This action was brought by the respondent to quiet title against the claim of appellants, and for possession of certain real estate. At the trial of the case, the court granted the relief prayed for in the complaint, and the defendants have appealed.
Upon the trial of the case, it appeared that the appellants were in possession of the land under a claim of right by reason of the fact that their grantor had purchased the same at a void tax sale. Appellants knew that the tax sale was invalid and, at the time of the trial, did not claim to have title to the land, but insisted that they had an interest therein by reason of having paid taxes thereon for a number of years. Three questions are presented in the brief of the appellants, to the effect, that the tax foreclosure sale against the respondent was valid; that no tender of taxes which had been paid by the *538appellants had been made by the respondent prior to the commencement of the action; and that respondent failed to deraign her title to the land. At the oral argument in this court, the first two points were waived, but appellants insist that the action must fail and that the court erred in not dismissing the action, because the respondent failed to deraign her title; and the rule is invoked that the plaintiff must recover upon the strength of her own title, and not upon the weakness of defendant’s title.

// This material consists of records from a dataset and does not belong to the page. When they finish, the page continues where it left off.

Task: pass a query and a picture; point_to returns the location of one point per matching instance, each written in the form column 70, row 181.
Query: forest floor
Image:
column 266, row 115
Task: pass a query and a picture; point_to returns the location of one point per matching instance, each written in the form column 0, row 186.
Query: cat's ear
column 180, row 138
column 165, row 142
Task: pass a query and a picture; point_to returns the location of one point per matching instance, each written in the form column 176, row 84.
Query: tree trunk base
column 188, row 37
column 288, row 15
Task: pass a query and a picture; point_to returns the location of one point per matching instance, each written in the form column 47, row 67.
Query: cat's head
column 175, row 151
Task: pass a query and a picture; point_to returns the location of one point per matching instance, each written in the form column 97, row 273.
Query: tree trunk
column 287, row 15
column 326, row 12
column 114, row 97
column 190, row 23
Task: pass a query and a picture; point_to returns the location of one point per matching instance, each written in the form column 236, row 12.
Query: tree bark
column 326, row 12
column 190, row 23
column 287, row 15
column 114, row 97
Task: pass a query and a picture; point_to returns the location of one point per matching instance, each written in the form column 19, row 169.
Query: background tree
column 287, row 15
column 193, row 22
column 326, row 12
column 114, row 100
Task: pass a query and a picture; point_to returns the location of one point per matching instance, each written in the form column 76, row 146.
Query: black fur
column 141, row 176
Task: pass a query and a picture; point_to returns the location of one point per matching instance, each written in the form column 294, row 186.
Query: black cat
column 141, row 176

The respondent introduced in evidence a general warranty deed from Charles B. Darrin, which was duly acknowledged and recorded in October, 1888, long before the taxes were paid by the appellants and long before the tax foreclosure took place. It was conceded that the tax foreclosure under which appellants claim an interest named the respondent as the owner of the land. Our statute provides that a warranty deed, when “duly executed, shall be deemed and held a conveyance in fee simple to the grantee, his heirs and assigns.” Rem. & Bal. Code, § 8747. The validity of this deed was apparently not disputed by the evidence, and it was conceded that whatever interest the appellants had was derived from the void tax foreclosure against, the respondent, who was the record owner and to whom the property was assessed. Under these circumstances, we think there was sufficient proof of title in the respondent to justify the court in entering a decree quieting title against the claim of the appellant. In Preston v. Cox, 50 Wash. 451, 97 Pac. 493, we held that:
“A distribution in probate proceedings of the property of the deceased to his heirs is some evidence of title, and sufficient to support a judgment removing the cloud of tax foreclosure proceedings against land assessed to deceased, as to the parties claiming through the same source.”

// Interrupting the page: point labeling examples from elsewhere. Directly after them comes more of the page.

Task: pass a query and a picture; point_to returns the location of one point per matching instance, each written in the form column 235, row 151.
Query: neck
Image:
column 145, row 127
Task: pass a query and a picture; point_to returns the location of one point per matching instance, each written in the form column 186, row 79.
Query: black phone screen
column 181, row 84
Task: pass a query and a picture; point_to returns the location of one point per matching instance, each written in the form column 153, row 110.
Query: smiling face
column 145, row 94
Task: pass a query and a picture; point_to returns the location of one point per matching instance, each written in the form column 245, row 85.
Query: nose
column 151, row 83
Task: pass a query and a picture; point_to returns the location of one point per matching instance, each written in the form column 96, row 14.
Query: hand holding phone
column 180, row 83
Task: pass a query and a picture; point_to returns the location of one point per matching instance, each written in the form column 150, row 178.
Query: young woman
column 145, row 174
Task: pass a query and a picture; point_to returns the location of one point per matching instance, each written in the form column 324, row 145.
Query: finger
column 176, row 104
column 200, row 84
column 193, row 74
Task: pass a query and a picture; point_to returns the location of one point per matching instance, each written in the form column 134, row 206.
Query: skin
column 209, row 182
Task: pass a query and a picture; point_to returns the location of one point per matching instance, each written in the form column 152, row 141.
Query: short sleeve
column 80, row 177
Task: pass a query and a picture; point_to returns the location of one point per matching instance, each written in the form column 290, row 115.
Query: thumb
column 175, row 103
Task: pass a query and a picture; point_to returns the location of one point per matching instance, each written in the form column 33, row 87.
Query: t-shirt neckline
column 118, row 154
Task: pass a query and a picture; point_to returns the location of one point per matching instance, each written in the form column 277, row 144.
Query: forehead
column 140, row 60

In that case we said that a judicial determination in probate “is a higher class of proof than would be a deed from an individual grantor' who might be a stranger to the title.” We also said:
*539“The probate proceedings were upon the estate of the same person who owned the land when the assessment was made through which respondents claim. Both, therefore, claim from a common source, and the proof was sufficient to enable appellants to prosecute the action against these respondents.”
So, in this case, the parties are claiming from a common source. In addition, the respondent shows title through a warranty deed, which the statute provides shall be deemed and held a conveyance in fee simple to the grantee. It is not shown or contended that the respondent’s grantor was a stranger to the title, and it was conceded that the void tax foreclosure conducted by the appellants’ grantor showed that respondent was the owner and reputed owner. We are of the opinion, therefore, that the proof of title in the respondent was sufficient, and the judgment must be affirmed.
Parker, Fullerton, and Gose, JJ., concur.
Budkin, C. J., concurs in the result.